Wildlife Groups Sue Feds to Update Predator Kill Plan

(CN) – A trio of wildlife groups sued the federal government Tuesday seeking a new environmental analysis for what they claim is an outdated wildlife killing program targeting thousands of native carnivores including coyotes and foxes in 10 Northern California counties.

In their 16-page lawsuit filed in the Northern District of California, the Center for Biological Diversity, Animal Legal Defense Fund and Project Coyote seek an injunction and declaration the U.S. Department of Agriculture’s Wildlife Services’ plan for killing native species on request by farmers and ranchers does not comply with the National Environmental Policy Act (NEPA).

NEPA requires a supplemental analysis of the program when “significant new circumstances or information relevant to environmental concerns and bearing on the proposed action or its impacts” emerge.

The current analysis is more than 20 years old and the wildlife groups claim a new analysis of the killing program’s impacts – taking into consideration new scientific publications on the ineffectiveness of predator control – must be prepared.

The Obama administration announced plans in October 2016 to redo or revise NEPA documents tied to the wildlife killing plan.
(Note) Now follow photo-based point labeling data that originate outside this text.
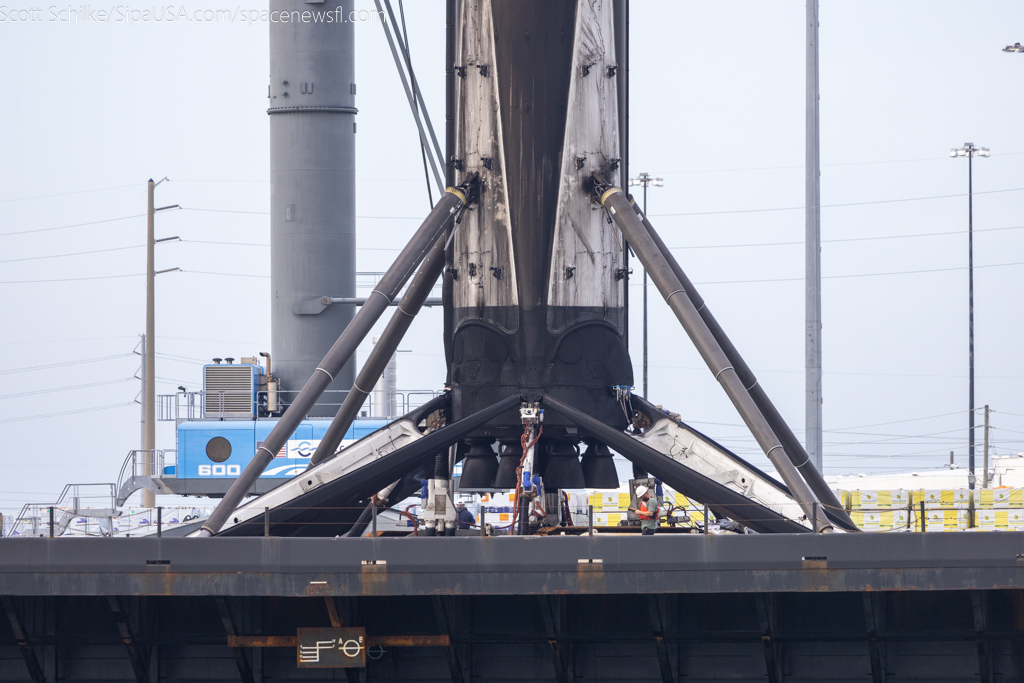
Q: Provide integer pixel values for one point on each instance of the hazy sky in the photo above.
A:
(717, 109)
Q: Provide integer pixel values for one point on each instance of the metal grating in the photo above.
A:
(227, 391)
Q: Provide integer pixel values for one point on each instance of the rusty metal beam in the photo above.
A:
(24, 644)
(450, 651)
(979, 601)
(657, 627)
(372, 641)
(135, 655)
(762, 602)
(332, 610)
(871, 611)
(241, 660)
(551, 631)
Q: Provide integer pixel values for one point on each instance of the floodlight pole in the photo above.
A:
(645, 179)
(969, 150)
(150, 395)
(812, 278)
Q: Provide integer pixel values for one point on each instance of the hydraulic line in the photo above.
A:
(790, 441)
(385, 347)
(620, 211)
(454, 200)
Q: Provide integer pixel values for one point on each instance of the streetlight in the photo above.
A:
(645, 179)
(970, 151)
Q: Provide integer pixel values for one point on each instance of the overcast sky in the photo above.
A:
(717, 109)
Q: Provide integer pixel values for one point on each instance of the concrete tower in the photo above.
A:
(312, 190)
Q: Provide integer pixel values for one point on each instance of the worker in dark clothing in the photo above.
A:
(647, 511)
(466, 518)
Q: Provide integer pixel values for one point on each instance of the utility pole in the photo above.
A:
(150, 399)
(984, 474)
(150, 342)
(645, 179)
(812, 241)
(969, 151)
(141, 393)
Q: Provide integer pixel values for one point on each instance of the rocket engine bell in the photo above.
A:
(538, 272)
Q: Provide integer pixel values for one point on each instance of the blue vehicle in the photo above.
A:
(213, 453)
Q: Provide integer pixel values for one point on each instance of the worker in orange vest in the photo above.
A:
(647, 512)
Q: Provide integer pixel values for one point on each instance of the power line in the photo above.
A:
(81, 253)
(68, 388)
(861, 274)
(94, 222)
(802, 166)
(65, 364)
(79, 191)
(884, 237)
(73, 280)
(54, 415)
(834, 206)
(235, 274)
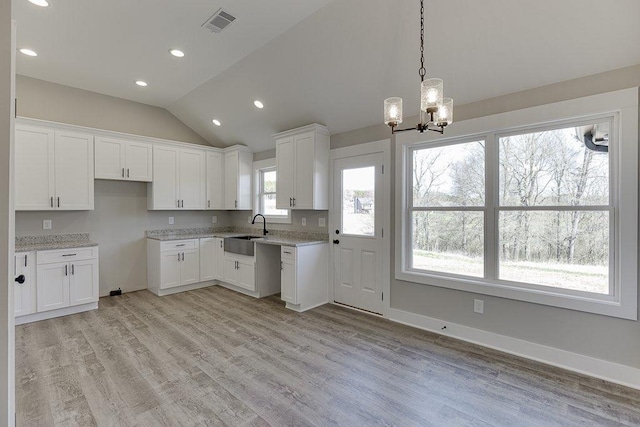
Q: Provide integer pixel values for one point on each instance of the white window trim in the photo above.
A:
(623, 106)
(259, 166)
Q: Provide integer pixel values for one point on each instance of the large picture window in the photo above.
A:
(543, 213)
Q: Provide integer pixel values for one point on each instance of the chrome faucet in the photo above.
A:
(264, 223)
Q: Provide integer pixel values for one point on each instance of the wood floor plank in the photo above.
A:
(216, 357)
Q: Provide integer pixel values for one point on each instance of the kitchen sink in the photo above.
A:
(241, 245)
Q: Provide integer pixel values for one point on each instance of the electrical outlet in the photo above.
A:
(478, 306)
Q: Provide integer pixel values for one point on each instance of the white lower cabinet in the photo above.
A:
(304, 276)
(240, 270)
(63, 280)
(24, 295)
(172, 266)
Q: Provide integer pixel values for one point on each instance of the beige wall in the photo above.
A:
(120, 218)
(43, 100)
(118, 224)
(601, 337)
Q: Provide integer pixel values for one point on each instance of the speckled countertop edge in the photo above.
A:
(53, 242)
(275, 237)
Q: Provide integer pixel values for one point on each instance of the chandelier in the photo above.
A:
(436, 112)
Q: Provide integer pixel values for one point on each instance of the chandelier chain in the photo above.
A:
(422, 71)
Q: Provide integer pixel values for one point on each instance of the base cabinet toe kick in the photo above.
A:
(299, 274)
(55, 283)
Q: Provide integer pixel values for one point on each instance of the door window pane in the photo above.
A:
(452, 175)
(561, 167)
(448, 242)
(358, 201)
(562, 249)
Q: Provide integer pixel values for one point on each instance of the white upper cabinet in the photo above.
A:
(123, 160)
(179, 179)
(302, 160)
(54, 169)
(215, 181)
(238, 164)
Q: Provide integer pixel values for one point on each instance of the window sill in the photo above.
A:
(603, 305)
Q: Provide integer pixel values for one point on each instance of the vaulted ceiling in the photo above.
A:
(331, 62)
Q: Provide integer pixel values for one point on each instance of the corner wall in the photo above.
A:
(600, 337)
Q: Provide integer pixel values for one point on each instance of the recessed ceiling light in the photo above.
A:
(28, 52)
(41, 3)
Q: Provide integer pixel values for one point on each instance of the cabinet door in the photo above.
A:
(207, 259)
(304, 170)
(288, 281)
(83, 282)
(247, 275)
(165, 177)
(190, 267)
(52, 286)
(285, 167)
(25, 293)
(219, 258)
(109, 158)
(170, 269)
(215, 177)
(34, 177)
(73, 158)
(230, 271)
(192, 179)
(139, 164)
(231, 180)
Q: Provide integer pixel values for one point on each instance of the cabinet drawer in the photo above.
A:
(288, 252)
(67, 255)
(179, 245)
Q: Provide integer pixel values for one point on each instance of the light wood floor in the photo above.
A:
(214, 357)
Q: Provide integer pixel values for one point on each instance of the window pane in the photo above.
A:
(555, 167)
(449, 176)
(269, 206)
(358, 201)
(269, 182)
(564, 249)
(449, 242)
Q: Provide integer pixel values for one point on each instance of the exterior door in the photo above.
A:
(357, 236)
But when the Center for Biological Diversity sent a letter this past February requesting an updated environmental analysis based on current science, the USDA’s Wildlife Services director for California stated a new analysis was being prepared following a settlement.

But that agreement only governs actions in the North District of California, not the Sacramento District, according to the lawsuit.

The groups want an injunction preventing Wildlife Services from engaging in wildlife killing in the Sacramento District unless and until it complies with NEPA.

“Wildlife Services’ cruel killing practices are ineffective, inhumane and totally out of touch with science,” Collette Adkins, a Center for Biological Diversity attorney representing the conservation groups involved in the lawsuit, said in a statement.

“Nonlethal methods of addressing wildlife conflicts are proven to work. We’re suing the agency to force a closer look at alternatives to its damaging mass-extermination program,” Adkins added.

Wildlife Services declined to comment on pending litigation.

Nationwide, Wildlife Services kills more than 1 million native animals annually. Thousands of non-target animals including federally protected animals such as gray wolves, California condors and bobcats are unintentionally killed, according to the complaint.

The agency employs leg-hold traps, cage traps, snares, Conibear traps, snap traps, mole and gopher traps, poisonous gas, shooting, aerial gunning, hunting dogs, M-44 “cyanide bombs, livestock protection collars and other lethal predator control methods.

Last year in California, Wildlife Services killed 26,441 native animals including 3,826 coyotes, 859 beavers, 170 foxes, 83 mountain lions, 105 black bears and 5,675 birds, according to the wildlife groups.

And the numbers of native animals killed in the Sacramento District has dramatically increased since the initial environmental analysis was performed in 1997, with some individual counties now nearly exceeding the annual districtwide averages, the wildlife groups claim.

While the killing program initially targeted predators, it’s since expanded to kill other kinds of animals including thousands of beavers, blackbirds, skunks and squirrels, according to the complaint.

Killing predators leads to unintended consequences on impacts on ecosystems, including altering landscapes and contributing to wildfire and the spread of invasive species.

Current science also disputes the effectiveness of lethal predator control methods, including a 2014 study which found killing predators to protect livestock can backfire and increase livestock depredation, according to the complaint.

In 2000, Marin County – located in Wildlife Services’ Sacramento District – redirected funds from lethal to nonlethal predator management such as livestock guard animals, night corrals and fencing. Annual livestock losses decreased from 5% to 2%.

“Marin County’s experience demonstrates that nonlethal wildlife management tools are both effective and affordable, and the proven feasibility of nonlethal methods requires supplemental NEPA analysis,” the wildlife groups claim.

Wildlife Services’ Sacramento District includes Colusa, El Dorado, Lake, Marin, Napa, Placer, Sacramento, Solano, Sonoma and Yolo counties.